Lets see if there are any patterns within the hours of the day and call volume

In [None]:
dayHour = df.groupby(['DOW', 'hour']).count()['reason'].unstack()
dayHour

In [None]:
plt.figure(figsize=(10,6))
sns.heatmap(dayHour)
plt.title('call frequency by day and hour')
plt.xlabel('hour')
plt.ylabel('day of the week')

In [None]:
plt.figure(figsize=(10,6))
sns.clustermap(dayHour)
plt.title('call frequency by day and hour')

Does the pattern continue on a monthly basis?

In [None]:
monthHour = df.groupby(['month', 'hour']).count()['reason'].unstack()
monthHour

In [None]:
plt.figure(figsize=(10,6))
sns.heatmap(monthHour)
plt.title('call frequency by month and hour')
plt.xlabel('hour')
plt.ylabel('month')

In [None]:
plt.figure(figsize=(10,6))
sns.clustermap(dayHour)
plt.title('call frequency by month and hour')

Aaaaaand just for fun to check the call volume by reason in each township:

In [None]:
plt.figure(figsize=(18,6))
sns.countplot(x="twp", hue="reason", data=df, palette='plasma_r')
# place the legend outside the figure/plot
plt.legend(bbox_to_anchor=(1.01, 1),borderaxespad=0)
plt.title("Reasons for 911 calls per Day of Week")
plt.xticks(rotation=90)
plt.tight_layout()

So next I would like to explore the different townships to see if there are any troublesome areas that perhaps you might want to be extra careful in based on some of the 911 data.
So I'll create a new column to determine what the specific reasons are for EMS calls and plot both the top and tail 25 reasons people call for EMS:

In [None]:
df['specific_EMS'] = df[df['reason']=='EMS']['title'].apply(lambda title:title.split(': ')[1])

In [None]:
plt.figure(figsize=(12,8))
df[df['reason']=='EMS']['specific_EMS'].value_counts()[:30].plot(kind='bar')

In [None]:
plt.figure(figsize=(12,8))
df[df['reason']=='EMS']['specific_EMS'].value_counts()[-30:].plot(kind='bar')

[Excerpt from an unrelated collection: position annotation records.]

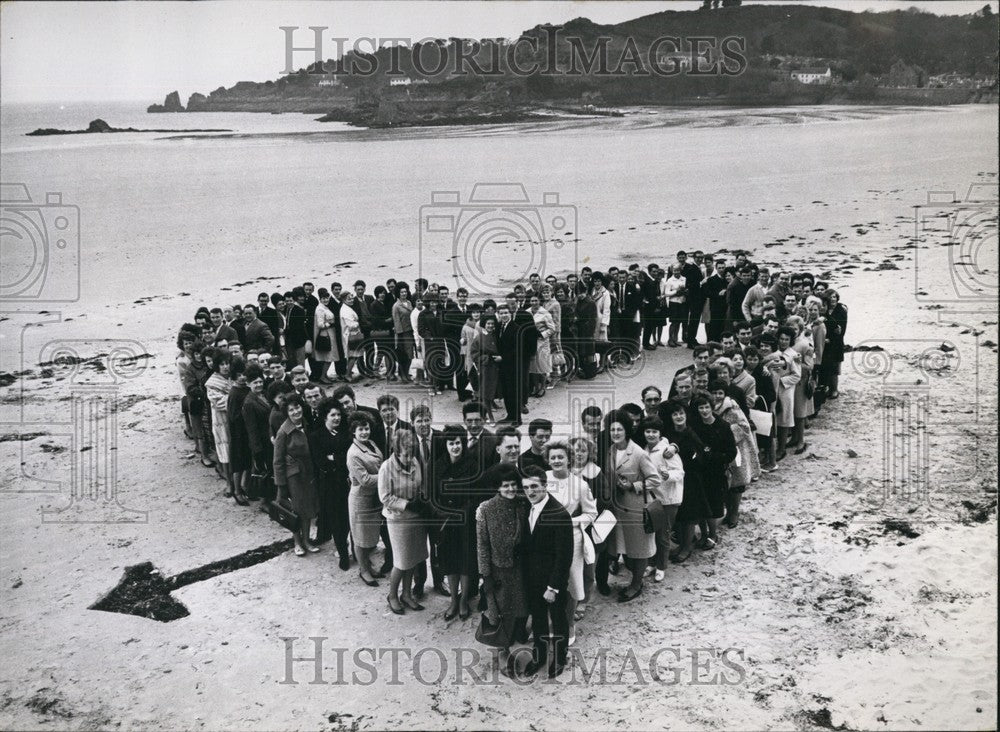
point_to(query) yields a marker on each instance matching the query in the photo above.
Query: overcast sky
(102, 51)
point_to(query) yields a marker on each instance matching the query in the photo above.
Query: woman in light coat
(400, 489)
(324, 324)
(540, 367)
(364, 460)
(802, 345)
(673, 291)
(635, 480)
(294, 476)
(667, 460)
(350, 331)
(217, 389)
(785, 364)
(575, 496)
(746, 467)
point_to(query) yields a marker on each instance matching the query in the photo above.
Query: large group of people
(520, 536)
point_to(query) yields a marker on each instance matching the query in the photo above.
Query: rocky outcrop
(99, 126)
(171, 104)
(197, 102)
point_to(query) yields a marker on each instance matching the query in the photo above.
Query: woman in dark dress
(719, 450)
(694, 506)
(500, 525)
(455, 497)
(239, 442)
(293, 472)
(328, 443)
(256, 411)
(836, 329)
(485, 356)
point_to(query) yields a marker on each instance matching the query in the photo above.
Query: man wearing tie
(548, 554)
(388, 423)
(429, 447)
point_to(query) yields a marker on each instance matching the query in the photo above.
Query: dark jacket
(329, 453)
(548, 550)
(258, 336)
(297, 328)
(256, 413)
(378, 433)
(293, 465)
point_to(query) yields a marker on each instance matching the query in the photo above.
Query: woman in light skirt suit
(364, 459)
(400, 489)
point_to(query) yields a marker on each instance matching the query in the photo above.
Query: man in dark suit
(692, 275)
(429, 449)
(310, 303)
(453, 317)
(713, 290)
(431, 329)
(586, 329)
(480, 443)
(271, 318)
(517, 339)
(547, 556)
(256, 334)
(650, 289)
(388, 423)
(344, 396)
(313, 396)
(298, 330)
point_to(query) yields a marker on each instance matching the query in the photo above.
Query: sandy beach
(848, 598)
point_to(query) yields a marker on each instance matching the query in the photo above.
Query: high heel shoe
(397, 610)
(411, 603)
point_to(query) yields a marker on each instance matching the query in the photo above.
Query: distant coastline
(100, 127)
(790, 56)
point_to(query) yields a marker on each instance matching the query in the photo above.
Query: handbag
(654, 515)
(492, 635)
(261, 486)
(283, 515)
(761, 419)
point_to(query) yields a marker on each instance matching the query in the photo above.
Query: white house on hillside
(813, 76)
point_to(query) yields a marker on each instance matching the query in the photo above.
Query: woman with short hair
(329, 443)
(293, 472)
(400, 489)
(500, 525)
(350, 328)
(403, 330)
(256, 411)
(583, 463)
(484, 353)
(326, 348)
(719, 451)
(455, 494)
(694, 507)
(575, 496)
(217, 388)
(668, 462)
(239, 442)
(635, 480)
(364, 460)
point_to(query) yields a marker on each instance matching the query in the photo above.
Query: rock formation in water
(171, 104)
(99, 126)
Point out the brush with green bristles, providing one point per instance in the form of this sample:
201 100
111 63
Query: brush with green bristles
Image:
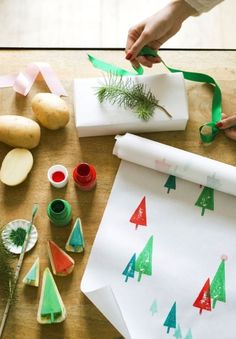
125 93
6 272
14 276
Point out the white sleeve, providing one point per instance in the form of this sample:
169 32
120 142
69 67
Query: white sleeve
203 5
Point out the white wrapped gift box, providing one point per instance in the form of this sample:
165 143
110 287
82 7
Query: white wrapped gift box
94 118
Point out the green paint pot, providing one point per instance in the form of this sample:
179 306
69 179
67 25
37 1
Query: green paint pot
59 212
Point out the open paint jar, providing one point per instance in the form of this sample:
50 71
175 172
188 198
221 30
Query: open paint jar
58 176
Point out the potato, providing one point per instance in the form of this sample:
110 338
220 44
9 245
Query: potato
19 131
16 166
50 110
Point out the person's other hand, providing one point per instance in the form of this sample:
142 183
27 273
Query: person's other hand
226 124
155 30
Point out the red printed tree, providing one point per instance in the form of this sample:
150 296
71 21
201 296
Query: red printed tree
203 300
139 216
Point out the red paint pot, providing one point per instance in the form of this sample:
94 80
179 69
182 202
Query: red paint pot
84 176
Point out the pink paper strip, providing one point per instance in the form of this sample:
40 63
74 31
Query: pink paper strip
23 82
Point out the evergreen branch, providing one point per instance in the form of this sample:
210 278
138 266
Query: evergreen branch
127 94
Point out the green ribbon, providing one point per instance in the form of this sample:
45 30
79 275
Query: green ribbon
216 108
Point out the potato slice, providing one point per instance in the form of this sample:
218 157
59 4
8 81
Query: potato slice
16 166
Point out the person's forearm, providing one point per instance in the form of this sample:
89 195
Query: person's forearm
203 5
183 9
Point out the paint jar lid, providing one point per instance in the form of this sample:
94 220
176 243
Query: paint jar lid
58 176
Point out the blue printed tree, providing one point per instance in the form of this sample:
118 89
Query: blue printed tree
188 335
170 183
139 216
206 199
178 333
129 271
217 288
170 321
153 307
143 263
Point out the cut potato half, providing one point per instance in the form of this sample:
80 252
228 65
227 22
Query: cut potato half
16 166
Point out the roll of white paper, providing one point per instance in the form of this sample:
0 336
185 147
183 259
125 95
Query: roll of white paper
174 161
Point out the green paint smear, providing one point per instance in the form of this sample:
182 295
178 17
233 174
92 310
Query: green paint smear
18 236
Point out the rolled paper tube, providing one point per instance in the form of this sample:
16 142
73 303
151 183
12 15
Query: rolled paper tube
58 176
59 212
84 176
174 161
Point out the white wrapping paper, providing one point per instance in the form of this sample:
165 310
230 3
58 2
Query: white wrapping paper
93 118
171 160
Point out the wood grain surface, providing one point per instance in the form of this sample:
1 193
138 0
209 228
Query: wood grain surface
84 321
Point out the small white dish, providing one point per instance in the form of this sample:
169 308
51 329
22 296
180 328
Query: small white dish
12 226
54 181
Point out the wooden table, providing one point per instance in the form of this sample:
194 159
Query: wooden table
63 146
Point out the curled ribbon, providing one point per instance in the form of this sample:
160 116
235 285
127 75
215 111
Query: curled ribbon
216 109
23 82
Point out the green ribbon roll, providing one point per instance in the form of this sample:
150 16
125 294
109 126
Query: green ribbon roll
216 109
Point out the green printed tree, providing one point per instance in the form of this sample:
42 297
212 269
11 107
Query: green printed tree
139 216
203 301
217 289
170 183
170 321
206 199
153 307
129 271
178 333
188 335
143 263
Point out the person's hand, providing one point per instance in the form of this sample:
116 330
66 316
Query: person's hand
155 30
226 124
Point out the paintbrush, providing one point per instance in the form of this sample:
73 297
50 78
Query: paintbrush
18 268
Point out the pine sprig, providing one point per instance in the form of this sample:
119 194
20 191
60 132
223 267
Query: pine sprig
127 94
7 275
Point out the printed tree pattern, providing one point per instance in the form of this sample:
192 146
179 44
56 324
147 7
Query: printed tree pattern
139 216
129 271
170 183
170 321
188 335
153 307
178 334
217 289
203 300
143 263
206 199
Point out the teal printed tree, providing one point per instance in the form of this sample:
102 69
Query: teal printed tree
203 301
178 334
139 216
170 183
153 308
206 199
217 289
143 263
188 335
129 271
170 321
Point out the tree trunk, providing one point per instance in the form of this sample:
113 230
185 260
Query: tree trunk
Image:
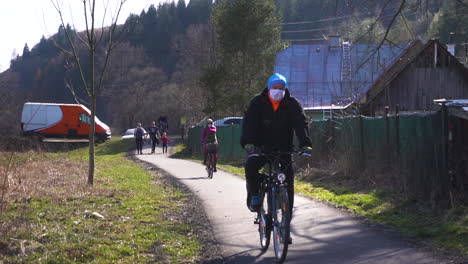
92 131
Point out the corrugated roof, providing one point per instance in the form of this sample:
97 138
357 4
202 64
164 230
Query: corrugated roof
314 71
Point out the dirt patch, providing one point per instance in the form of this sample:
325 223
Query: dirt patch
191 214
32 176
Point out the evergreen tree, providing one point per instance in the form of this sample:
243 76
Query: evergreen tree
248 34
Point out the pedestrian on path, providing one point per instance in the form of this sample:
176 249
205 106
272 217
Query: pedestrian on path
154 135
139 134
164 140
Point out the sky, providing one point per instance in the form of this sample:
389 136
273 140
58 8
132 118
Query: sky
26 21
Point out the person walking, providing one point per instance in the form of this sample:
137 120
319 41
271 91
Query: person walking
154 135
164 141
139 134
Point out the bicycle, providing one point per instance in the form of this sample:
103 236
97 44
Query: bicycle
210 160
274 212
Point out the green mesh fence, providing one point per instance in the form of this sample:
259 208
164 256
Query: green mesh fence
409 145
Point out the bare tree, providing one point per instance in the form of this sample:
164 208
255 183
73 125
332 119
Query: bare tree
92 40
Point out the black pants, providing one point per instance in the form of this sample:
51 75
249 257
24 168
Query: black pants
139 142
254 164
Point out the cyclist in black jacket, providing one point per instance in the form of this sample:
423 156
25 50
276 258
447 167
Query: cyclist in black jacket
269 124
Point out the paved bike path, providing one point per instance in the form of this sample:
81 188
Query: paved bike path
320 233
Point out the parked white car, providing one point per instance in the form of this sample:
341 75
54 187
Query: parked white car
228 121
130 133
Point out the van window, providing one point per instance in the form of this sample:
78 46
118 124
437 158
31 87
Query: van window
84 118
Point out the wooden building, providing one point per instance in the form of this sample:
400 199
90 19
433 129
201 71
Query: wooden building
423 73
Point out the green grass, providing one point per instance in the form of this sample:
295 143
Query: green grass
448 229
139 224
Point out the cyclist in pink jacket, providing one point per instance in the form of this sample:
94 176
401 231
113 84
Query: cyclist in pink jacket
209 141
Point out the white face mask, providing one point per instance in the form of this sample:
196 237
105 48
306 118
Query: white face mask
277 94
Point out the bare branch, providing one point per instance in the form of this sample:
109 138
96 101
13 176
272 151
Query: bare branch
110 45
74 52
461 3
402 4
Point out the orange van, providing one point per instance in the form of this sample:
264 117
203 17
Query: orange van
61 120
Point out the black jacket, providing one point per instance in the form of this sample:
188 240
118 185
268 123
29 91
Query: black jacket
264 127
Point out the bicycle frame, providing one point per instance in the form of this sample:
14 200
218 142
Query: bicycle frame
278 215
209 164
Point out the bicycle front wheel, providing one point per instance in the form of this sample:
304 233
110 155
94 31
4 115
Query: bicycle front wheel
264 224
281 221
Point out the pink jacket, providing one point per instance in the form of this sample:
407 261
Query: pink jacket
209 135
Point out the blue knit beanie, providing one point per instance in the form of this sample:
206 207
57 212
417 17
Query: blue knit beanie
277 78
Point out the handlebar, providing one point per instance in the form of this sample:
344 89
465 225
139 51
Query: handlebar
279 153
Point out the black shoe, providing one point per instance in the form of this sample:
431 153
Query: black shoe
255 203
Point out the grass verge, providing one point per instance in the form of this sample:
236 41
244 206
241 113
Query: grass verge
142 216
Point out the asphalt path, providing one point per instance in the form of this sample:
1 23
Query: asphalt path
320 233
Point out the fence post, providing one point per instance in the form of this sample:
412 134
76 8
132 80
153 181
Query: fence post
361 143
445 175
397 128
387 138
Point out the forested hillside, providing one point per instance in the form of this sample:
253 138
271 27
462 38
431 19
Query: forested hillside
208 58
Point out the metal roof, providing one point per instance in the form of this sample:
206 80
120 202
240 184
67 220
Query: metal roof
314 71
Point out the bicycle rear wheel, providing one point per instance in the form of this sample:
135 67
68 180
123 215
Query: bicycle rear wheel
264 224
281 221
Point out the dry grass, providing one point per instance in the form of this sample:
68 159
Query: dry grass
40 176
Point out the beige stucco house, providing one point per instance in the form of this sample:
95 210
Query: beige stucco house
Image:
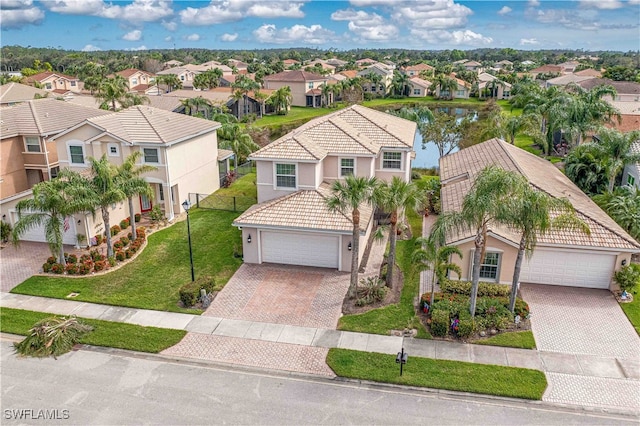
28 154
561 257
184 150
291 223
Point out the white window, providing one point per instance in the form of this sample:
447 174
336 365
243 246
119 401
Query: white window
392 160
285 175
347 167
76 154
151 155
113 150
33 144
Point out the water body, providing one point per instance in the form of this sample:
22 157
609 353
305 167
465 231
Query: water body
428 157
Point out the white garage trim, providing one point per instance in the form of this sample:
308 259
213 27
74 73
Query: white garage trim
306 249
568 268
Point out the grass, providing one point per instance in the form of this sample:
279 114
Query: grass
517 339
153 279
105 333
632 310
399 315
439 374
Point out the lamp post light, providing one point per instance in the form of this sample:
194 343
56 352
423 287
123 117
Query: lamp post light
186 206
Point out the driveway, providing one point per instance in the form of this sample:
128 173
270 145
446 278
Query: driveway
19 263
580 321
281 294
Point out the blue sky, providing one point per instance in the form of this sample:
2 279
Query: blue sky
342 25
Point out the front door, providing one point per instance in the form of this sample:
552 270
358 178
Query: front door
145 203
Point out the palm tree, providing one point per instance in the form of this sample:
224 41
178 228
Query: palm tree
486 203
132 184
534 214
616 147
52 202
347 198
106 190
430 256
233 137
393 197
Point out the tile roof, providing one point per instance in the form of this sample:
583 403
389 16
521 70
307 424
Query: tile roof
44 117
16 92
355 130
304 210
458 171
145 124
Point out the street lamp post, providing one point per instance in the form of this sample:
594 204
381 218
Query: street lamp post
186 206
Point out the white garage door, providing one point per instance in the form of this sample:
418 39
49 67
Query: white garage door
37 233
567 268
300 249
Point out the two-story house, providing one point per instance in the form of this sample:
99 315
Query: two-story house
184 150
28 154
56 82
291 223
306 87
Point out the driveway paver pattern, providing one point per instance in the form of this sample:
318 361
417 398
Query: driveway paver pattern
293 295
580 321
254 353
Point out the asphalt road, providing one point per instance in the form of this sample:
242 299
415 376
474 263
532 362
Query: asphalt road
110 387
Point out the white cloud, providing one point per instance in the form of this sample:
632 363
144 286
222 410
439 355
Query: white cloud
367 26
505 10
18 13
313 34
456 38
134 35
229 37
90 48
601 4
528 41
139 10
234 10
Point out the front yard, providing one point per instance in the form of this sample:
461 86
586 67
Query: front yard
153 279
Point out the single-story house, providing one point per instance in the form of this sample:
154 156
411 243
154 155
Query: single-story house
561 257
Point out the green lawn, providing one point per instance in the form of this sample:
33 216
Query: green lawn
633 311
105 333
518 339
153 279
399 315
439 374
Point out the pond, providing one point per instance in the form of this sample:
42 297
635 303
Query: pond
428 157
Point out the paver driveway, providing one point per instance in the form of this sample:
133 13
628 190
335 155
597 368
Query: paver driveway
19 263
280 294
580 321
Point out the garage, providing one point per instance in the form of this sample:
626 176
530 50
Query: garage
300 249
569 268
37 233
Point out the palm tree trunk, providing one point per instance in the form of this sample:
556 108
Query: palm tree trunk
391 260
516 276
355 243
132 219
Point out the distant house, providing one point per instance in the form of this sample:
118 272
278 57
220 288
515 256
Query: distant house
55 82
14 93
306 87
418 87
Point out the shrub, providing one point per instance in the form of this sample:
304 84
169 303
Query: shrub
115 229
52 337
628 277
371 290
439 322
190 292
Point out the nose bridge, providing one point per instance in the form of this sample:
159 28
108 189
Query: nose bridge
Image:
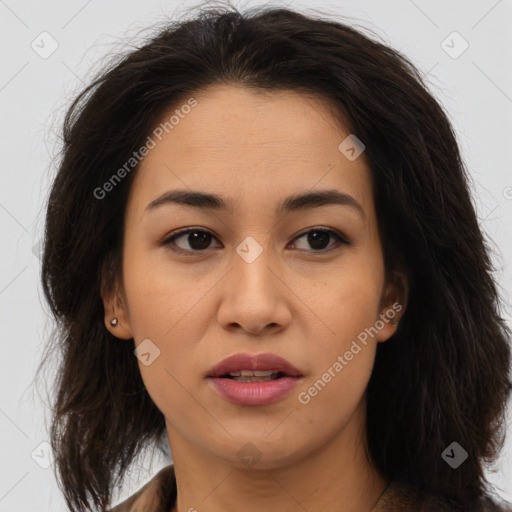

Neighborhoods that are associated with heavy drug use tend to have a bit more problems, and that possibly reflects in the data here. So lets see if there's any correlation between overdoses and some violent crime, say stabbing, in any particular townships.

In [None]:
plt.figure(figsize=(12,8))
df[df['specific_EMS']=='OVERDOSE'].groupby('twp')['title'].count().sort_values(ascending=False)[:25].plot(kind='bar')
plt.title('Overdoses per township')
plt.xlabel=('Township')
plt.ylabel=('Number of Overdoses')
plt.tight_layout()
plt.legend(bbox_to_anchor=(1.01, 1),borderaxespad=0)
plt.xticks(rotation=90)

In [None]:
plt.figure(figsize=(12,8))
df[df['specific_EMS']=='STABBING'].groupby('twp')['title'].count().sort_values(ascending=False).plot(kind='bar')
plt.title('Stabbings per Township')
plt.xlabel=('Township')
plt.ylabel=('Number of Stabbings')
plt.tight_layout()
plt.xticks(rotation=90)

Once again Norristown and Pottstown have the overwhelming majority of stabbings. Considering both the plots above I would try to avoid those areas if possible.

There is probably a lot more that would be interesting to find out within this dataset but for now this is my initial submission of any kind and I will keep it at this for now. Cheers!